René HEUZEY
par Marc Douchet
Après une séance de prise de vue pour l'émission
H²O de TMC, le cameraman subaquatique René HEUZEY devait nous
filmer dans la traversée du barrage par les buses qui le traversent
de part en part vers -6. Le courant y est tellement violent que dès
que nous présentons, nous sommes littéralement aspirés
et chassés en aval du barrage. Ce jour là, le courant était
particulièrement violent. René se collait contre le barrage
sans prêter cas à une deuxième buse à quelques
mètres de la première. Il filmait l'action quand il fut aspiré
en marche arrière par la buse qu'il n'avait pas vue. Son principal
souci fut de protéger la camera en retournant l'objectif contre lui
pendant qu'elle tournait. Le making-off de l'émission eut d'ailleurs
un plus grand succès que l'émission elle-même.
Après mon passage dans la buse avec la satisfaction d'avoir participé
à une prise de vue originale doublé du plaisir que peut procurer
un tour de manège à décoiffer, je faisais surface dans
la vasque aval du barrage. Touloum inquiet me demanda qui était passé
avec moi sûr qu'il était d'avoir vu deux lumières différentes
franchir le barrage. Je fus assez surpris de son assurance car à ma
connaissance personne d'autre n'était sensé me suivre. J'étais
dans l'expectative quand un brouhaha se fit entendre coté amont.
- " René s'est fait aspirer par le renard ! Il a disparu ! ".
Claude avait raison. Il avait vu un deuxième plongeur, cela faisait
plus de 5 minutes de cela.
- " Vite ! Passez-moi un touret ! ".
Quelques secondes plus tard, je deroulai le fil à la recherche de René.
Rien ! Je ne voyais aucune trace de lui. A un peu plus de 100 m du barrage
enfin je vis une lueur immobile. Au fur et à mesure que je m'approchai
de la lumière, je retenais mon souffle, je craignais le pire. A deux
ou trois mètres de la lampe qui me fixait, je vis enfin René,
mais plus encore, je vis ses bulles, il était en vie. Il se tenait
bloqué sur un restant d'échafaudage planté dans la glaise.
Ses bras enlaçaient sa caméra comme une mère le ferait
avec son enfant. On eut dit que la vie de sa caméra avait la même
valeur que la sienne. Soulagé, je ne fis pas immédiatement attention
aux signes de détresse qu'il me faisait désespérément.
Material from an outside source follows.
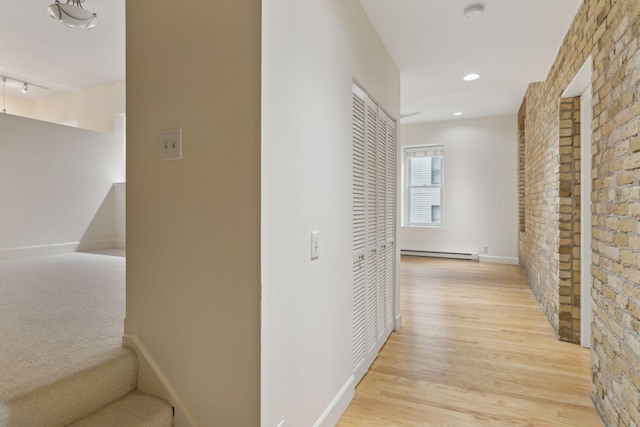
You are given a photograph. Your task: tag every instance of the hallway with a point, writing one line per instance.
(475, 349)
Il m'a fallu un certain temps avant de réagir et de comprendre qu'il
n'avait plus d'air. Prestement je lui tendis un détendeur qu'il aspira
avec bonheur. Il était vivant. Nous avions de l'air. Mais nous n'étions
pas encore sortis de nos peines, il fallait réussir à remonter
le courant démentiel jusqu'au barrage en se tenant près l'un
de l'autre à cause du détendeur. René tenait toujours
sa caméra. Nous essayons de progresser en vain à la palme. René
ayant perdu une des siennes dans son périple, à trois palmes
pour quatre pieds c'était sans espoir. Nous ne pouvions pas non plus
prendre le risque de quitter le flot du courant en essayant une rive ou l'autre
de la rivière. Nous étions obligés de suivre le fil que
j'avais déroulé pour aller à sa recherche. De guerre
lasse, et au grand dam de René, je lui arrachai son enfant des mains
pour la clipser sur le fil. Allégés la progression était
devenue plus facile. Finalement c'est en nous agrippant au plafond que nous
sommes arrivés à retrouver la surface. A peine eûmes-nous
fait surface que René lançait :
-" Donnez-moi un bi afin que j'aille récupérer ma caméra
! ".
Il était plus simple d'aller moi-même la chercher. Ce que je
fis pendant qu'il se remettait de ses émotions.